According to these documents:

{% for doc in documents %}
  {{ doc.content }}
{% endfor %}

Answer the given question: {{question}}
Answer:
"""

prompt_template = [ChatMessage.from_user(prompt_template)]
prompt_builder = ChatPromptBuilder(template=prompt_template, required_variables="*")

pipeline = Pipeline()
pipeline.add_component("fetcher", fetcher)
pipeline.add_component("converter", converter)
pipeline.add_component("splitter", document_splitter)
pipeline.add_component("ranker", similarity_ranker)
pipeline.add_component("prompt_builder", prompt_builder)
pipeline.add_component("llm", generator)

pipeline.connect("fetcher.streams", "converter.sources")
pipeline.connect("converter.documents", "splitter.documents")
pipeline.connect("splitter.documents", "ranker.documents")
pipeline.connect("ranker.documents", "prompt_builder.documents")
pipeline.connect("prompt_builder.prompt", "llm")
<haystack.core.pipeline.pipeline.Pipeline object at 0x354231160>
🚅 Components
  - fetcher: LinkContentFetcher
  - converter: HTMLToDocument
  - splitter: DocumentSplitter
  - ranker: SentenceTransformersSimilarityRanker
  - prompt_builder: ChatPromptBuilder
  - llm: MistralChatGenerator
🛤️ Connections
  - fetcher.streams -> converter.sources (list[ByteStream])
  - converter.documents -> splitter.documents (list[Document])
  - splitter.documents -> ranker.documents (list[Document])
  - ranker.documents -> prompt_builder.documents (list[Document])
  - prompt_builder.prompt -> llm.messages (list[ChatMessage])
question = "What do graphs have to do with Haystack?"
result = pipeline.run({"prompt_builder": {"question": question},
                   "ranker": {"query": question},
                   "fetcher": {"urls": ["https://haystack.deepset.ai/blog/introducing-haystack-2-beta-and-advent"]},
                    "llm":{}})

print(result['llm']['replies'][0].text)

Loading weights:   0%|          | 0/105 [00:00<?, ?it/s]

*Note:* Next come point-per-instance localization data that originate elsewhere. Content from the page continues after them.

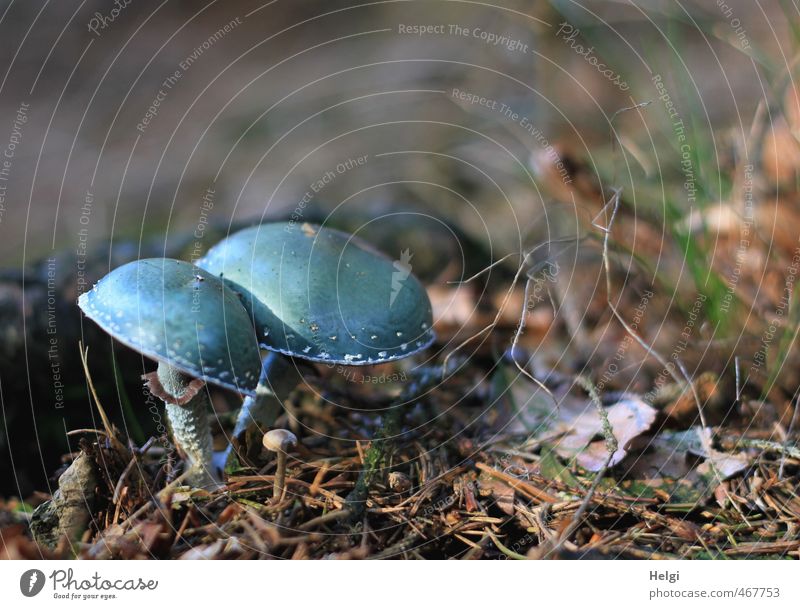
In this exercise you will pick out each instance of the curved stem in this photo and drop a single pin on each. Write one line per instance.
(189, 422)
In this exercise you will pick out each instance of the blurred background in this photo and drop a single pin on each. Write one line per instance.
(462, 131)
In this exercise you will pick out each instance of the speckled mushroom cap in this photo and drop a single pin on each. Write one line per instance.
(174, 312)
(323, 295)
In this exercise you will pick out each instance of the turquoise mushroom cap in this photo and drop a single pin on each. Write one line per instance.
(174, 312)
(324, 295)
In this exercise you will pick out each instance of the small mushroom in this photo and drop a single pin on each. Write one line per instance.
(320, 295)
(279, 441)
(197, 330)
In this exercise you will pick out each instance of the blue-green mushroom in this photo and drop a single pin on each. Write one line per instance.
(321, 295)
(198, 331)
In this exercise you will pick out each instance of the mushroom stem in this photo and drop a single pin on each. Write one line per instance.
(278, 378)
(189, 422)
(280, 475)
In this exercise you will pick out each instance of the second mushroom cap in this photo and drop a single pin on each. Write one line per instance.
(174, 312)
(323, 295)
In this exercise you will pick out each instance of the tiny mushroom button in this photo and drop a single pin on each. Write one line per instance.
(279, 441)
(197, 330)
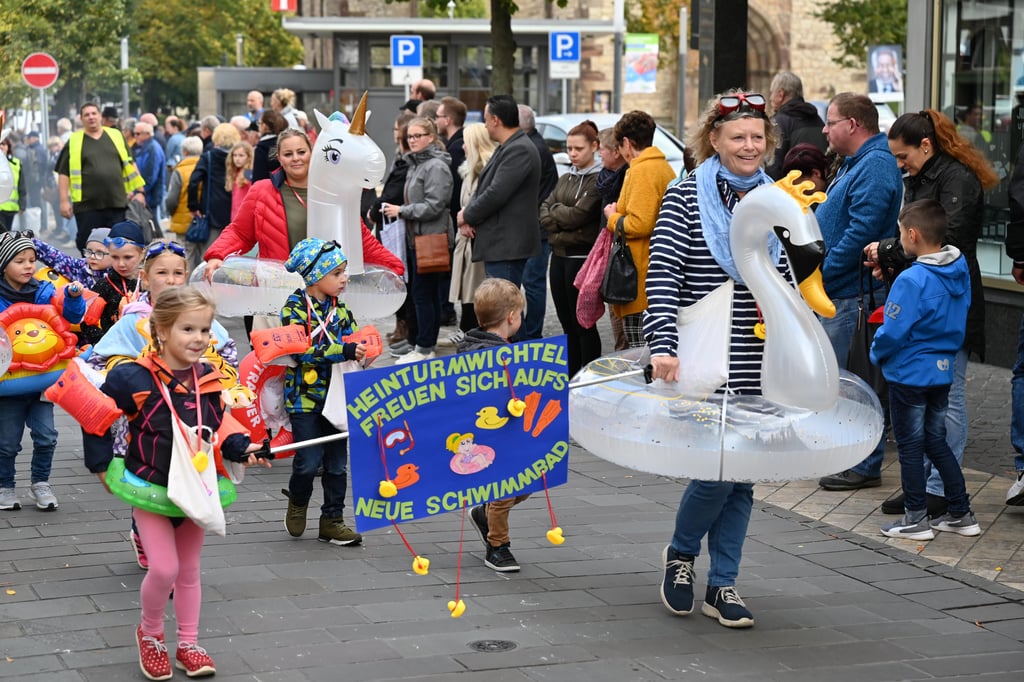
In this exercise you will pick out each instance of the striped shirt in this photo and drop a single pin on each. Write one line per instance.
(682, 271)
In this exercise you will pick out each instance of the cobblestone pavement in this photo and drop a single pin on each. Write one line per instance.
(830, 599)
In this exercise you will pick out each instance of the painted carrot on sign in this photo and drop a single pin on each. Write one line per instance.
(532, 400)
(548, 415)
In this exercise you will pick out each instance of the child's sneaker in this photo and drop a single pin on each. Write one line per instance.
(724, 603)
(194, 661)
(965, 525)
(295, 517)
(153, 656)
(500, 558)
(677, 585)
(908, 528)
(478, 515)
(335, 531)
(8, 500)
(43, 495)
(136, 544)
(1015, 496)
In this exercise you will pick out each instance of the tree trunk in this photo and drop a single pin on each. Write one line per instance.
(502, 48)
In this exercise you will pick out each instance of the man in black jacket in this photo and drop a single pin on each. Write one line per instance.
(798, 122)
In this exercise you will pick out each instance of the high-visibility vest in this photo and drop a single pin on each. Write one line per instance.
(130, 174)
(15, 170)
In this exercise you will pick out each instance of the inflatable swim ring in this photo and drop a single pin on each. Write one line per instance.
(148, 497)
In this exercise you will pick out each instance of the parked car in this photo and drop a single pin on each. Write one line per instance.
(555, 127)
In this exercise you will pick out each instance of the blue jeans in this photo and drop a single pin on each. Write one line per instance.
(506, 269)
(955, 425)
(840, 330)
(535, 281)
(1017, 402)
(919, 416)
(16, 412)
(427, 298)
(720, 510)
(333, 457)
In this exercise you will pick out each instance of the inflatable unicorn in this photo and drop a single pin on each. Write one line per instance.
(344, 162)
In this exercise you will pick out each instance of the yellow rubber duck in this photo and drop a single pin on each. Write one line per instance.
(487, 419)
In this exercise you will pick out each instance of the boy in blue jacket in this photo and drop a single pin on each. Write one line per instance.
(924, 327)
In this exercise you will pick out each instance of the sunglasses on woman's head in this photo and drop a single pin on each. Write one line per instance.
(120, 242)
(158, 248)
(752, 101)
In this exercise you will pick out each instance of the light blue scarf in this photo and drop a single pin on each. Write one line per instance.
(716, 216)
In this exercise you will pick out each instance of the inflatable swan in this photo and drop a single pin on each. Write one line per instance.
(345, 161)
(811, 419)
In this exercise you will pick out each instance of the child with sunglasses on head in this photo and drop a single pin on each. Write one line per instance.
(327, 320)
(17, 265)
(167, 389)
(164, 266)
(119, 286)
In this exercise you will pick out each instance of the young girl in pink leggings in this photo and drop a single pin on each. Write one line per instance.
(159, 393)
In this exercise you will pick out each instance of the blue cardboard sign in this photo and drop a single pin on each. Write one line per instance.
(444, 432)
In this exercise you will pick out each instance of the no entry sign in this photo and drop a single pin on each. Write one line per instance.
(40, 70)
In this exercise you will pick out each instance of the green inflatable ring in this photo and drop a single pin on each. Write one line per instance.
(153, 498)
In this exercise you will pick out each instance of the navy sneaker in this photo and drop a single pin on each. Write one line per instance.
(677, 586)
(724, 603)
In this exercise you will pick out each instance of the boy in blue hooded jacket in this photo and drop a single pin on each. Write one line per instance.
(924, 327)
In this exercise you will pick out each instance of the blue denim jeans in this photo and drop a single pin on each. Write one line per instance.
(16, 412)
(919, 416)
(427, 298)
(840, 330)
(535, 282)
(955, 425)
(333, 456)
(506, 269)
(1017, 402)
(720, 510)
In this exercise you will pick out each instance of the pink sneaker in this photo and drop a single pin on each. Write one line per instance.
(153, 656)
(136, 544)
(194, 661)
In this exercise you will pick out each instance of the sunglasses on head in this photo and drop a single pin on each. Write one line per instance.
(158, 248)
(121, 242)
(327, 248)
(751, 101)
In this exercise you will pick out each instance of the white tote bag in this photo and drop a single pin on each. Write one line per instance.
(195, 492)
(705, 331)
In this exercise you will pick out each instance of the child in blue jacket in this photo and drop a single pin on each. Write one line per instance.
(17, 410)
(924, 327)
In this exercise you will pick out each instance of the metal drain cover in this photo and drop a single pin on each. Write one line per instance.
(493, 645)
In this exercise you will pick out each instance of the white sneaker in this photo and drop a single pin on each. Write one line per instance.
(43, 495)
(416, 356)
(8, 500)
(1015, 497)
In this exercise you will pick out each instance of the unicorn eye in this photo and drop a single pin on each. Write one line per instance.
(332, 155)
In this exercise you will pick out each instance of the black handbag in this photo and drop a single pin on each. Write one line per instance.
(858, 360)
(621, 282)
(199, 228)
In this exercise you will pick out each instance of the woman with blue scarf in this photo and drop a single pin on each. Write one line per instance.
(690, 257)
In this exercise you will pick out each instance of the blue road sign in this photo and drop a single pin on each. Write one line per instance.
(407, 51)
(563, 46)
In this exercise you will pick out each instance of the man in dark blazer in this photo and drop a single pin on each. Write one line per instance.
(503, 215)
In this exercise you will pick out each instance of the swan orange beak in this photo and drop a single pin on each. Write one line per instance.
(813, 291)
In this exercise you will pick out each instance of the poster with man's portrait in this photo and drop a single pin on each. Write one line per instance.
(885, 73)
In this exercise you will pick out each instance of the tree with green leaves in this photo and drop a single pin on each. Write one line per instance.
(860, 24)
(502, 41)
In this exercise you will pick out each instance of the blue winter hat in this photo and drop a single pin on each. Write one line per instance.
(313, 259)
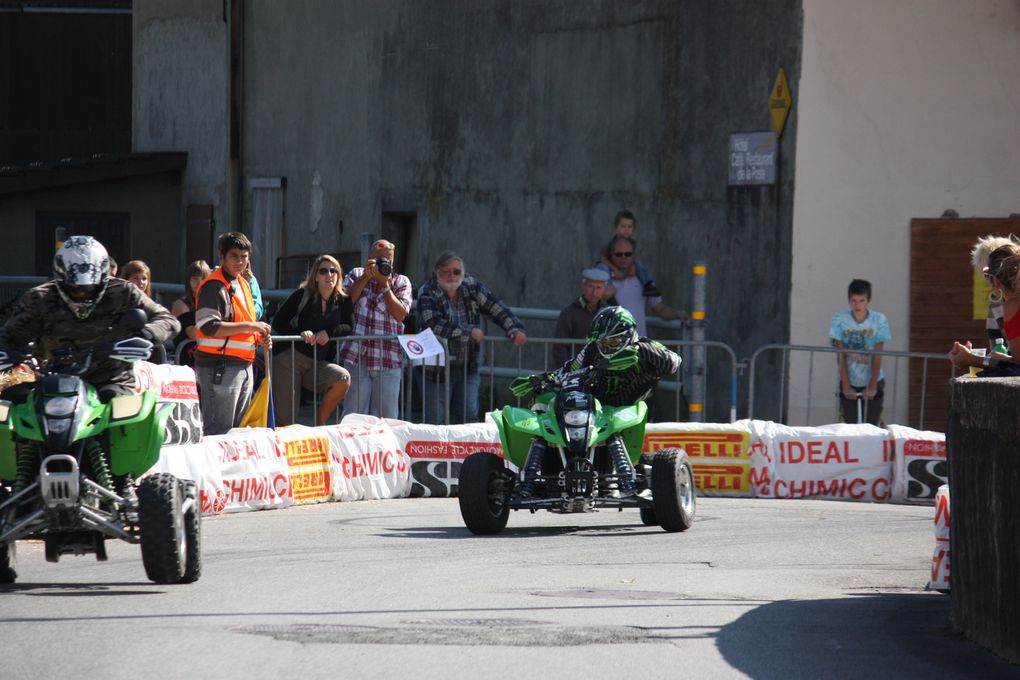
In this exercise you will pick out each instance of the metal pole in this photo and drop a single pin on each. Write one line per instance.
(367, 239)
(697, 406)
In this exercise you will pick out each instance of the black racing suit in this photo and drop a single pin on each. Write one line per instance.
(42, 317)
(612, 387)
(631, 384)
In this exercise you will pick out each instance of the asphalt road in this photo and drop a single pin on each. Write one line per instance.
(400, 589)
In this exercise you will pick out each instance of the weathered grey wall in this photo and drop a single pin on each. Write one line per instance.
(983, 448)
(153, 203)
(516, 129)
(181, 79)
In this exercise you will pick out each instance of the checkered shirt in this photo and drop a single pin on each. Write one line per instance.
(372, 318)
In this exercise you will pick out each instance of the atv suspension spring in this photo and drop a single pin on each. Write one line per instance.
(28, 465)
(100, 468)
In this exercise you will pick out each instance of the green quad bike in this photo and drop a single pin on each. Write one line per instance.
(576, 472)
(59, 452)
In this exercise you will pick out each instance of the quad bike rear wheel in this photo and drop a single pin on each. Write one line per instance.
(673, 489)
(163, 530)
(482, 493)
(648, 517)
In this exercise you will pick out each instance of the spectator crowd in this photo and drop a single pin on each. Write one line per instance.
(219, 328)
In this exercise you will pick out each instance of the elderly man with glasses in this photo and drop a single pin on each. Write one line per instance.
(381, 300)
(451, 303)
(627, 289)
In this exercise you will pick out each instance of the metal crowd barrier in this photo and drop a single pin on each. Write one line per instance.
(890, 385)
(414, 394)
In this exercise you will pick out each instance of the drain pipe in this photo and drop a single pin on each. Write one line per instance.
(697, 403)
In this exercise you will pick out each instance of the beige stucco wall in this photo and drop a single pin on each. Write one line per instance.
(906, 109)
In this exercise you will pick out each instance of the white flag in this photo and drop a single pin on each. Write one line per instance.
(423, 349)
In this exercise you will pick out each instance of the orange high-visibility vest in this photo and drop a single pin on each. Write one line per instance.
(241, 346)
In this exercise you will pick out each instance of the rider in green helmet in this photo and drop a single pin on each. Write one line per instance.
(631, 367)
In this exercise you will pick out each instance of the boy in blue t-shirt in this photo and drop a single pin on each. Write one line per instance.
(624, 224)
(860, 374)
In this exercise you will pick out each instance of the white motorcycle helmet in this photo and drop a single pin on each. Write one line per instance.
(82, 270)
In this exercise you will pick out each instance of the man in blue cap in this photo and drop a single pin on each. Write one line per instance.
(575, 318)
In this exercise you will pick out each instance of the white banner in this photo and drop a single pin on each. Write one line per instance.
(436, 453)
(367, 460)
(919, 466)
(173, 384)
(720, 454)
(840, 462)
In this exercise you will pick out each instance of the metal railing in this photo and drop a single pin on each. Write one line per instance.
(500, 361)
(890, 385)
(414, 394)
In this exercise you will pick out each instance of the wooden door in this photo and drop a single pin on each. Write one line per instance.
(945, 299)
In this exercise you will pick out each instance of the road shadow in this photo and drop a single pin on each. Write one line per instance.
(80, 589)
(882, 635)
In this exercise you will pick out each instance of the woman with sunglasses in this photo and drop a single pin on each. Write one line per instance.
(318, 311)
(1003, 274)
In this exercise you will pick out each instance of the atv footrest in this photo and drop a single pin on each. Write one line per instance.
(58, 481)
(578, 482)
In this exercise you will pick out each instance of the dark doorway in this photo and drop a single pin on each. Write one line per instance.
(401, 229)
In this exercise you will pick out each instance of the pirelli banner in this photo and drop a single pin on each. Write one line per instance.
(722, 456)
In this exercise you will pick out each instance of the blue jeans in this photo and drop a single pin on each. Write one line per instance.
(373, 393)
(462, 393)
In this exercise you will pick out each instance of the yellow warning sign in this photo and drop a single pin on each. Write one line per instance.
(779, 102)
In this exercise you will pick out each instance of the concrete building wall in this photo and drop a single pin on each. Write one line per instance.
(515, 131)
(919, 117)
(181, 95)
(152, 203)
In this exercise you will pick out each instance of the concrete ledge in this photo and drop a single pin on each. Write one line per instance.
(983, 450)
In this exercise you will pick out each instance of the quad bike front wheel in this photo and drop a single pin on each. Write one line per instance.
(193, 533)
(673, 489)
(7, 573)
(482, 493)
(163, 530)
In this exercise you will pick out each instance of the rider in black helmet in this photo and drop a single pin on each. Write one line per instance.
(631, 367)
(75, 309)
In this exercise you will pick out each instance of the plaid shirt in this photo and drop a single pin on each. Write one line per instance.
(437, 312)
(372, 318)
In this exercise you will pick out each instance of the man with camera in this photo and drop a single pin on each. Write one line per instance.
(381, 300)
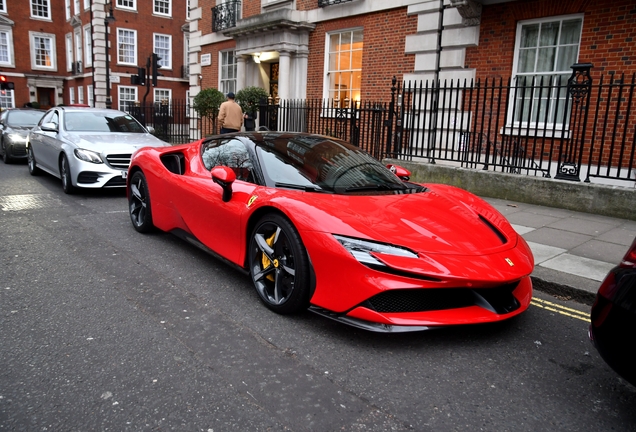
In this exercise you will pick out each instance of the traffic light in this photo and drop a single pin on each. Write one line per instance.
(140, 78)
(155, 69)
(4, 84)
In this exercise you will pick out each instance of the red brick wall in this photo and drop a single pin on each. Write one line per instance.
(607, 41)
(383, 56)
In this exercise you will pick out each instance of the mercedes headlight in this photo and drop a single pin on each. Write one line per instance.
(17, 138)
(88, 156)
(362, 249)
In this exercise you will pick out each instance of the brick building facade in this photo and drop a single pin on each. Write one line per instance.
(55, 51)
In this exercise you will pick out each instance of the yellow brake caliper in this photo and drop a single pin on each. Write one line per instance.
(266, 262)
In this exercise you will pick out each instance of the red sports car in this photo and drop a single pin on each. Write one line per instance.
(321, 224)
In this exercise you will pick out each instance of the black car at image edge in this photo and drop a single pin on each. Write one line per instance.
(613, 318)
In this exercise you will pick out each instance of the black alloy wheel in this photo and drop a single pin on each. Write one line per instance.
(65, 173)
(279, 265)
(139, 203)
(33, 169)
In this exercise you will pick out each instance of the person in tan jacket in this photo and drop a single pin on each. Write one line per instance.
(230, 115)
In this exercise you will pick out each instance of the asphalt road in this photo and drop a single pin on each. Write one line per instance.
(105, 329)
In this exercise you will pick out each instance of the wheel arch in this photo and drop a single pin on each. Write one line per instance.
(249, 227)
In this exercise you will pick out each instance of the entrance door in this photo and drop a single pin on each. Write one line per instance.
(273, 80)
(46, 97)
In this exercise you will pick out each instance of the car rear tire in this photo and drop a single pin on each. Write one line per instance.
(279, 265)
(33, 169)
(139, 203)
(65, 173)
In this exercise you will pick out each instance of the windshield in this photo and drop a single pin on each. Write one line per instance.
(91, 121)
(24, 118)
(323, 163)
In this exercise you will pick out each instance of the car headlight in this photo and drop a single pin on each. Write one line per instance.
(362, 249)
(88, 156)
(17, 138)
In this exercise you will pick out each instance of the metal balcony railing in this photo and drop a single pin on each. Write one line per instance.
(224, 16)
(323, 3)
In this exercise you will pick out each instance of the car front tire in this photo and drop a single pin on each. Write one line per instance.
(139, 203)
(279, 265)
(33, 169)
(6, 157)
(65, 173)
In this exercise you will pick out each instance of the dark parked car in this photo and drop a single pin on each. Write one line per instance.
(15, 124)
(613, 328)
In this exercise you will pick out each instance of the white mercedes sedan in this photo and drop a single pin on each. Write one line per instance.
(87, 147)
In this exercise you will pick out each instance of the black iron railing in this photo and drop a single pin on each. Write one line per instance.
(225, 15)
(323, 3)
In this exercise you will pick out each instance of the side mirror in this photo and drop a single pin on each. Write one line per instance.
(401, 173)
(224, 177)
(49, 127)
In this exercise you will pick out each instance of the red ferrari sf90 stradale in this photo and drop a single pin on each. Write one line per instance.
(320, 224)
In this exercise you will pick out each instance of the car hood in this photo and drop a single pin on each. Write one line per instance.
(114, 142)
(442, 220)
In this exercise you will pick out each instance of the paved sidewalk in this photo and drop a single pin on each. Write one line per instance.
(573, 251)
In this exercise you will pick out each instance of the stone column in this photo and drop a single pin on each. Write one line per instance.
(284, 64)
(301, 74)
(240, 72)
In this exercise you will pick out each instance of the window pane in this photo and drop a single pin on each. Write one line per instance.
(527, 59)
(571, 32)
(549, 33)
(529, 36)
(545, 62)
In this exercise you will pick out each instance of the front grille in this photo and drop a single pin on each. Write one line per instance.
(88, 177)
(119, 161)
(116, 182)
(18, 150)
(497, 299)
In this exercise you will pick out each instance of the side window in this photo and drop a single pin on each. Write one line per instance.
(231, 153)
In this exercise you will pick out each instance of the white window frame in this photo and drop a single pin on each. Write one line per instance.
(164, 63)
(7, 100)
(157, 91)
(34, 65)
(127, 90)
(69, 51)
(227, 84)
(127, 4)
(43, 3)
(351, 92)
(77, 39)
(515, 126)
(88, 49)
(89, 95)
(10, 54)
(119, 42)
(163, 14)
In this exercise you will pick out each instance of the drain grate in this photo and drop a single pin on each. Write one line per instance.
(28, 202)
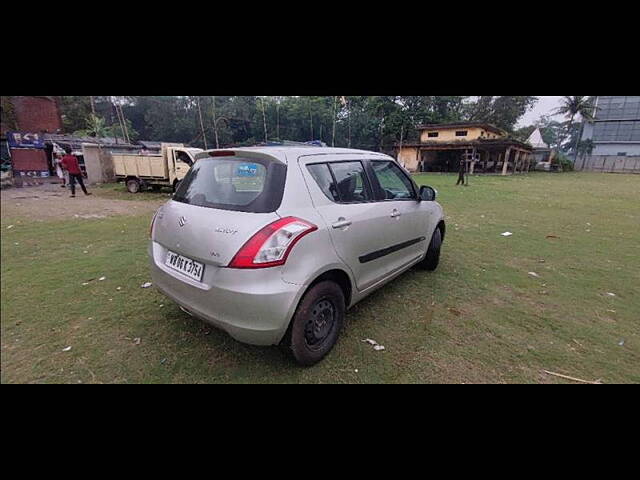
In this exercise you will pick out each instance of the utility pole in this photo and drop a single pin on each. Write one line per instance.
(204, 135)
(348, 123)
(278, 117)
(333, 134)
(215, 122)
(264, 120)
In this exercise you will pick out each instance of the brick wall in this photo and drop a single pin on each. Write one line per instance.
(36, 114)
(29, 159)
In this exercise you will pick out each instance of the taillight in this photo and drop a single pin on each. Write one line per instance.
(271, 245)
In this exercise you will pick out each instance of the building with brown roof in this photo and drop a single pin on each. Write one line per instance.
(486, 149)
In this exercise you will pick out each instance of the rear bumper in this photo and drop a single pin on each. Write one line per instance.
(253, 306)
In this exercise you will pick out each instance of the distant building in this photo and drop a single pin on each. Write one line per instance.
(615, 133)
(485, 148)
(30, 114)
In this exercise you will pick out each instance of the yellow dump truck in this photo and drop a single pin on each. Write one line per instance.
(141, 171)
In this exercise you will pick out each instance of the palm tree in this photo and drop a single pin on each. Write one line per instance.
(572, 106)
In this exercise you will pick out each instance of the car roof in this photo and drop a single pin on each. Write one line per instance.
(300, 151)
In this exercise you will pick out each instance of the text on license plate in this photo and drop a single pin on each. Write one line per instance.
(185, 265)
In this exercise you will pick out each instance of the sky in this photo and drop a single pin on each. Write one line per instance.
(544, 106)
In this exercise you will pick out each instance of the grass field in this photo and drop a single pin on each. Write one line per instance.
(481, 317)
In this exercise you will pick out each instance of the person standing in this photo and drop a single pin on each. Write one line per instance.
(70, 164)
(59, 172)
(461, 170)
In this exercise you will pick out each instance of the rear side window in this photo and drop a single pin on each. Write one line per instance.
(240, 184)
(342, 182)
(321, 174)
(394, 183)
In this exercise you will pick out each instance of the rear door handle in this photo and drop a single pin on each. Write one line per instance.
(341, 223)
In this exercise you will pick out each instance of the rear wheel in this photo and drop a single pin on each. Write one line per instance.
(432, 259)
(316, 324)
(133, 185)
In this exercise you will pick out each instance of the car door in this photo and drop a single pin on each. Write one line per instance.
(343, 196)
(408, 219)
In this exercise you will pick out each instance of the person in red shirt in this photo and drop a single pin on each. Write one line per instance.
(70, 164)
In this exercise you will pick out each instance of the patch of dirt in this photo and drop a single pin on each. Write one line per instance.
(50, 201)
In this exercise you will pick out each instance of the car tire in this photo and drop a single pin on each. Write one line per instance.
(133, 185)
(316, 324)
(432, 258)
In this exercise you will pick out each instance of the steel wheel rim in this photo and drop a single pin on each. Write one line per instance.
(320, 324)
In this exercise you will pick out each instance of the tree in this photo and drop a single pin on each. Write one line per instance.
(576, 106)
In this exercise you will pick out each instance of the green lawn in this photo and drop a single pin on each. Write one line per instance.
(118, 191)
(479, 318)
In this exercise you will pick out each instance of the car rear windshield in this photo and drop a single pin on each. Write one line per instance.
(239, 184)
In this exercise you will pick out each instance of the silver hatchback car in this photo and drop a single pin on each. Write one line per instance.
(274, 244)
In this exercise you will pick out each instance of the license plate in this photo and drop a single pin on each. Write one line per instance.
(184, 265)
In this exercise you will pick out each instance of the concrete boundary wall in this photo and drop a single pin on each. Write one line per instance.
(608, 164)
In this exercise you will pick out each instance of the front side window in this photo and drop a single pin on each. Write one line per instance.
(342, 182)
(351, 182)
(239, 184)
(395, 184)
(321, 174)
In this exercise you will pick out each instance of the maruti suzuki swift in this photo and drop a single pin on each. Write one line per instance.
(274, 244)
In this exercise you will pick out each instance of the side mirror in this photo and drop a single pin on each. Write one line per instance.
(427, 194)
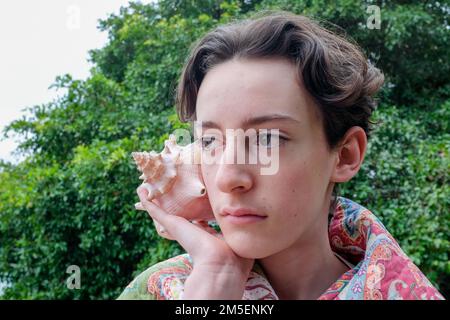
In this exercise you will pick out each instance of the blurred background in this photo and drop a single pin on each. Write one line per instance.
(84, 83)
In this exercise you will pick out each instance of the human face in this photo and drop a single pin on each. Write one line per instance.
(297, 195)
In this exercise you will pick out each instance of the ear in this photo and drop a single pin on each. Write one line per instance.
(350, 155)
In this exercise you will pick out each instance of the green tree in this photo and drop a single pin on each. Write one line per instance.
(71, 201)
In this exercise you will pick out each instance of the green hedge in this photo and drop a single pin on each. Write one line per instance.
(71, 201)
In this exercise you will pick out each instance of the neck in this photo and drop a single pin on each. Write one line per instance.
(306, 269)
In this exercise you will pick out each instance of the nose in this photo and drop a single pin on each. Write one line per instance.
(233, 176)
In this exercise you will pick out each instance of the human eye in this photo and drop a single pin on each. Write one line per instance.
(207, 142)
(268, 139)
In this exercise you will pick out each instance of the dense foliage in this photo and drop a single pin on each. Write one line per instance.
(71, 201)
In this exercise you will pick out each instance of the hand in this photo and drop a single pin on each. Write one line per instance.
(211, 255)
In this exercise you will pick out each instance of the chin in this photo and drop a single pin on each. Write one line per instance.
(248, 248)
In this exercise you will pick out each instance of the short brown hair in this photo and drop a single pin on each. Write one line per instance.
(334, 70)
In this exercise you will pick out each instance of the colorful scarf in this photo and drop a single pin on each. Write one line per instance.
(381, 269)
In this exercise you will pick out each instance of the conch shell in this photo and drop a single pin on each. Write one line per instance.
(174, 181)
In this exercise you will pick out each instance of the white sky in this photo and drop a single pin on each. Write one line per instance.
(39, 40)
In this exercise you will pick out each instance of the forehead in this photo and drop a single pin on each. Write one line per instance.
(236, 90)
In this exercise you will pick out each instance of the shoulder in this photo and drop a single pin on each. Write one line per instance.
(162, 281)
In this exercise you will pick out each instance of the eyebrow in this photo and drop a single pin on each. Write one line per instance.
(253, 120)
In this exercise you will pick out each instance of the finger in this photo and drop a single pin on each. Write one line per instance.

Loading weights: 100%|██████████| 105/105 [00:00<00:00, 9051.71it/s]

Graphs are fundamental to Haystack's architecture, particularly in how pipelines are structured and executed. Here's the connection:

1. **Pipeline Structure as Graphs**:
   - Haystack 1.x used **directed acyclic graphs (DAGs)**, where pipelines were linear or branching flows without cycles (like a water slide with no loops).
   - Haystack 2.0 expands this to **general (multi)graphs**, allowing:
     - **Branching**: Multiple paths from a single component.
     - **Joining**: Components merging outputs from multiple paths.
     - **Cyclic flows**: Loops where outputs can feed back into earlier components (e.g., for retries or infinite services).

2. **Why Graphs Matter**:
   - **Flexibility**: Graphs model complex workflows (e.g., retry logic, conditional branching) more naturally than linear DAGs.
   - **Explicitness**: Haystack 2.0 aims to make component interactions clearer by exposing the graph structure directly in the code.
   - **Advanced Use Cases**: Cycles enable pipelines to "loop back" (e.g., for iterative processing or continuous services).

3. **Implications**:
   - The shift from DAGs to general graphs reflects Haystack’s evolution toward more dynamic, resilient, and expressive pipelines.

In short, graphs are the backbone of Haystack’s pipeline design, enabling both simplicity (DAGs) and complexity (cycles, multi-path flows) as needed.